I spent a few hours this week speaking with local Egyptians about the massive uprising in their ancestral lands. Many were hopeful that a new government would replace Hosni Mubarak. Egypt has been aided by the United States for decades, but those funds haven’t trickled down to the masses, angering the poor, the underpaid college graduates, the middle class, and the religious minorities. Still, those I spoke with were Copts, who were cautious about the demonstrations. In the last decade, Coptic Christians have been targeted by religious extremists, their churches bombed and their people kidnapped and killed. Their fear is that an Islamic extremist will take over for Mubarak. Whatever the result, this upheaval has made many Egyptians proud of their countrymen for raising their voice and supporting democracy. From my story (Daily News, Jan. 2011):
NORTHRIDGE – On the first Sunday after the uprisings, Father Bishoy Aziz clasped his hands inside a Northridge church and recited ancient prayers for a modern Egypt.
He asked for peace to come to his homeland, where for days, hundreds of thousands of demonstrators have crammed into Tahrir Square, raised their voices and fists, and demanded the resignation of longtime President Hosni Mubarak.
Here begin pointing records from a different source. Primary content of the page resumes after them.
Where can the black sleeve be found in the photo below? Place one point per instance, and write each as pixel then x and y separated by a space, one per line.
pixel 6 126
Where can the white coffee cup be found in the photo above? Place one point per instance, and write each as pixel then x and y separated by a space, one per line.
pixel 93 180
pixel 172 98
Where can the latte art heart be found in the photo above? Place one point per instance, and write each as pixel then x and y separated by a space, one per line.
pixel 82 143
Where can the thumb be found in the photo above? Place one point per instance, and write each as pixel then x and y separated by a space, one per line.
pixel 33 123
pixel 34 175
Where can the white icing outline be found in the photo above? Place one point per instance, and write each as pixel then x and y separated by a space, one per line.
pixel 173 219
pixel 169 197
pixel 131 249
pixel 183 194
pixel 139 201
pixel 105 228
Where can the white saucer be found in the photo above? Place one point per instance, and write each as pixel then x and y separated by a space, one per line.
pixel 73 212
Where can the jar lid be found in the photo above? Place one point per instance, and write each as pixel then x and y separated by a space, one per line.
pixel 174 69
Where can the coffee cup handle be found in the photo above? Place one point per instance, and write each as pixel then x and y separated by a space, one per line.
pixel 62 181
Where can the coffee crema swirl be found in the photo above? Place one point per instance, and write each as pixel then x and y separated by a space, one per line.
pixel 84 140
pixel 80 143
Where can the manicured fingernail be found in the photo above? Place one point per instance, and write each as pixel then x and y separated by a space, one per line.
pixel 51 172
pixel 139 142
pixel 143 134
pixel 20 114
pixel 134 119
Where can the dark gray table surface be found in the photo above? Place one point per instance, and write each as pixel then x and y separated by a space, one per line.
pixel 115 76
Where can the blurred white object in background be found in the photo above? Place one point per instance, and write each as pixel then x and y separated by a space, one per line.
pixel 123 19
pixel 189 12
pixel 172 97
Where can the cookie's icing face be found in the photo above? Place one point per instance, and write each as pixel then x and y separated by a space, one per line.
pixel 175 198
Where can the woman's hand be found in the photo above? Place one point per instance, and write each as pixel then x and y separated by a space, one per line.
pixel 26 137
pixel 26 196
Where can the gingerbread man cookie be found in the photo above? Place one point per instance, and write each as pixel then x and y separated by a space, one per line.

He prayed for the safety of both Christians and Muslims, who have lived side by side for centuries, and urged them to protect each other during the turmoil. And he, like many members of the church, hoped a new Egyptian government would embrace human rights for all.
“We love our country very much,” said Aziz, a reverend of St. Mary and St. Athanasius Coptic Orthodox Church. “I am a U.S. citizen, but Egypt lives in all our hearts.”
For Aziz and his congregation, the youth-driven demonstrations that began last Tuesday have exposed deep-seeded anger and frustration toward an American-backed government that many say has done little to help the vast majority of Egyptians.